How I work on personal well-being challenges
I tend to work long hours, pushing myself as much as possible whether working or reading, but I watch my sleep patterns closely. I can clearly see the correlation between my mental faculties and sleep. I know that if I’m not having enough restful sleep, my mental faculties are not at peak.
I sleep between five and half and six hours on weekdays, hoping to catch up over the weekend, I know it is not enough, but with the long commute in Mumbai that’s all I can manage now.
The reason we worked with Thrive recently was to sensitise our team on the different aspects of well-being and the Sleep Movement.
A typical day in my life
I wake up at 6 am, do 20 minutes of stretching followed by some breathing exercises, and then the regular rigmarole of life begins. Before I wind down for the day, I try to quickly write off things on my notepad that were on my mind, so I don’t carry them to bed. I’ve realised that if I have too many things on my mind then it becomes difficult to wake up refreshed, so it is important to offload.
On Sundays, I try to get a game of badminton with my daughter… that’s the best my current schedules allow. I’ve more time when I’m travelling as the commute is not there and it becomes more possible to devote time to things like exercise.

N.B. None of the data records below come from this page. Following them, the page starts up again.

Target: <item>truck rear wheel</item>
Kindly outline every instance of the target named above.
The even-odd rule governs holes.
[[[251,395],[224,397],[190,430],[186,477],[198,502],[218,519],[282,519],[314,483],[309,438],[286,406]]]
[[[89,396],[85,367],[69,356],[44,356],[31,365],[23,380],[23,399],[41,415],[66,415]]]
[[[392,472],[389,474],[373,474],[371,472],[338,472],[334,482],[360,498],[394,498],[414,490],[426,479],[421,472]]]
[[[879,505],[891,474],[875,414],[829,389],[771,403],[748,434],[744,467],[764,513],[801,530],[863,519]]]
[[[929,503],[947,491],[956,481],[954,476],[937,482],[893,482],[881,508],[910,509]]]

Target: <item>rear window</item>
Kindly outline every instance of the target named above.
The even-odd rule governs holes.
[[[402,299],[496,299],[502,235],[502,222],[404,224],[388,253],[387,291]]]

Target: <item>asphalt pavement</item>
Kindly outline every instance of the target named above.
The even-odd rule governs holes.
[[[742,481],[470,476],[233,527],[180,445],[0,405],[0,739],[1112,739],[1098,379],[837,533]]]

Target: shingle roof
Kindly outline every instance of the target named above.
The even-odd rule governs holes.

My relationship with technology
Though I’m a slave to technology, I like to look at it as a huge enabler. At bed time, I keep the phone at least 15 feet away so I don’t check the messages and am off it half hour to 45 minutes before I sleep.
My encounter with burnout
I had a clear burnout in 2006 when I had pushed myself far too thin with aggressive travel, lack of sleep, work stress… the obvious of that was my performance was impacted. I couldn’t remember things! I could be talking to people and my vocabulary would just fail me, I would not be able to recollect numbers or do mental maths. Realisation sunk in when at an important meeting with global folks, I was talking about a problem situation and I couldn’t remember what I spoke 10 seconds back!
It was then my mind triggered to Vipassana and the next thing I was doing was a Vipassana workshop for 11-12 days. It made me conscious of sleep habits, physical fitness, and watch my diet. I realised that food is fuel and not something to crave for.
Well-being practises that helped
Besides good sleep habits and portion consciousness, I value hydration and have two bottles of water at work and more when I get home. It keeps me energised. Also, since sitting is the new smoking, I have a standing desk at work and like to stand and pace about whenever possible.
Good intentions are indeed the right step forward, and with leaders like Pawar walking the talk in well-being, KPMG is off to a healthy run.